Para a empresária de moda e criadora de conteúdo Ana Paula Xongani, o animal print sempre marcou presença no vestuário, na vida real ou em grandes produções.

”No audiovisual, além do clipe Black is King, obra prima de Beyoncé, tem Um príncipe em NY, com o Eddie Murphy, por exemplo. E isso não é aleatório, pois mostra não apenas respeito, mas conhecimento da cultura africana. As peles dos animais são oferecidas a reis e rainhas como um artigo raro, de luxo, pouco encontrado. Na indumentária africana, essas estampas ocupam lugar de realeza e sacerdócio”, explica Ana Paula, que é também apresentadora do programa “Se Essa Roupa Fosse Minha”, do GNT.

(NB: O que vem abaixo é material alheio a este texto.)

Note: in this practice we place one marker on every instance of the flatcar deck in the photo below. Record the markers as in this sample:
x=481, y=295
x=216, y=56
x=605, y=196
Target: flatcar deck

No álbum visual, ao vestir-se de onça da cabeça aos pés, Beyoncé resgata o costume de antigos líderes africanos que usavam pele para demonstrar autoridade. Na antiguidade, existia uma crença sobre usar a pele dos animais para adquirir as características deles. Quem explica isso é a pesquisadora de têxteis africanos Wanessa Yano, que aponta também que “o leopardo e a onça são apreciados pelas realezas por sua ampla habilidades de caça”.

“‘A onça transmite beleza, força, intensidade, resistência e persistência. Muito mais que isso, é um animal que impõe respeito, é representativo e foi exatamente assim que nos sentimos com o filme Black is King, representados”, pontua a consultora de imagem e estilo nigeriana Nianga Lucau. ”Beyoncé, ao usar oncinha em Black is King, representa um código claro e direto. Afirma majestade, beleza e poder”.

Fazendo uma volta ao passado, é possível ver que a estampa animal aparece em diversas culturas sendo associada a figuras de poder. A deusa egípcia da sabedoria, Seshat, por exemplo, muitas vezes é retratada vestindo uma pele de leopardo, assim como o deus grego do vinho e das festas Dionísio. Na mitologia chinesa, por sua vez, a deusa Xi Wangmu, conhecida como a Rainha Mãe do Ocidente, é retratada com uma cauda de leopardo.

O caminho ao mainstream

Na década de 1930, com o fascínio pelas estrelas de Hollywood, as roupas usadas no cinema por Johnny Weissmuller, como Tarzan, e Maureen O’Sullivan, como Jane, fizeram o público feminino desejar estampas de animais loucamente. O mercado começou a produzir blusas, casacos e acessórios para as consumidoras que desejavam não só a peça em si, mas o que elas representavam: uma sensação de aventura e uma independência de espírito. Algo que não era comum para representações de mulheres naquela época.

No final da década de 1940, em 1947 precisamente, Christian Dior leva para a passarela tecidos estampados imitando a pele de onça. Foi o primeiro designer a não usar pele verdadeira em um desfile de moda. ”If you are fair and sweet, don’t wear it”, disse o francês se referindo às roupas estampadas. Lanvin também foi outra estilista que se destacou por fazer vestidos estampados em crepe de seda seda e rayon.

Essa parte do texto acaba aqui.